What is the meaning of the ket states in the notation $\langle x_f,t_f|x_i,t_i\rangle$?

Question

Path-integral amplitudes are denoted by the inner product $\langle x_f,t_f|x_i,t_i\rangle$ where $|x_i,t_i\rangle$ is a time-independent position eigenstate of the time-dependent Heisenberg picture operator $\hat{x}(t)$ at time $t_i$ with eigenvalue $x_i$. In short, $$\hat{x}(t_i)|x_i,t_i\rangle=x_i|x_i,t_i\rangle.$$ I have some trouble with this notation. Usually, we identify the the Schrodinger picture state $|\psi(t_0)\rangle_S$ at time $t_0$ to coincide with the Heisenberg picture state $|\psi\rangle_H$. In this notation, are we using two different reference times $t_i,t_f$ instead of a single $t_0$? I am confused.

Answer 1

Note that in the Heisenberg picture the operator $x(t):= e^{itH}x(0)e^{-itH}$ is time dependent, so in general the operators $x(t)$ and $x(t')$ are different, and therefore will have different eigenvectors. Labelling a state $|x,t\rangle$ does not imply that the state has a time-dependence, it merely labels which of the position operators it is an eigenvector of, since we now have infinitely many.

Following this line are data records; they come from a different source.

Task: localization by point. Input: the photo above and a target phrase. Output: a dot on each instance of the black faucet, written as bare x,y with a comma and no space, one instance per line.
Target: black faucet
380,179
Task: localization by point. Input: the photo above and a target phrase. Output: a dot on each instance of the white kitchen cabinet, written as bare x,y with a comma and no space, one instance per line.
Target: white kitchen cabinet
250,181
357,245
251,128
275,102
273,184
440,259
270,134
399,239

Since the Heisenberg and Schroedinger pictures are equivalent, we can, of course move back and forth. Choosing $t=0$ such that $\hat x(0)=\hat x$ where $\hat x$ is the schroedinger picture operator, then we have $|x,0\rangle=|x\rangle(0)$, where on the right hand it is a Schroedinger picture state, and $|x\rangle(t)=e^{-itH}|x\rangle(0)$. Then we can compute $\hat x(t)|x\rangle(-t)=e^{itH}\hat x(0)e^{-itH}e^{itH}|x\rangle(0)=e^{itH}\hat x(0)|x,0\rangle=xe^{itH}|x,0\rangle=x e^{itH}|x\rangle (0)=x|x\rangle (-t)$. This just says that $|x,t\rangle=|x\rangle(-t)$. This just confirms that the states $|x,t\rangle$ really are Heisenberg states, they are not equal to the Schroedinger picture states, though they contain the same information if you know them for all t.

Answer 2

The state $|x, t \rangle$ is a Heisenberg picture state. Concretely, it means the state at $t = 0$ which will evolve into the state $|x \rangle$ at time $t$.

Answer 3

An amplitude $\langle x_i, t_i\vert x_j, t_j\rangle$ is the probability amplitude that answers the question "How likely is it I will measure a state at position $x_j$ at time $t_j$ when I measured it to be at $x_i$ at time $t_i$?".

The measurement at $t_i$ results in my initial state being $\lvert x_i,t_i\rangle$ - the corresponding eigenstate of the position operator at the time of measurement. When I measure position at $t_j$, the Born rule tells us the probability amplitude to measure $x_j$ is $\langle x_i, t_i\vert x_j, t_j\rangle$.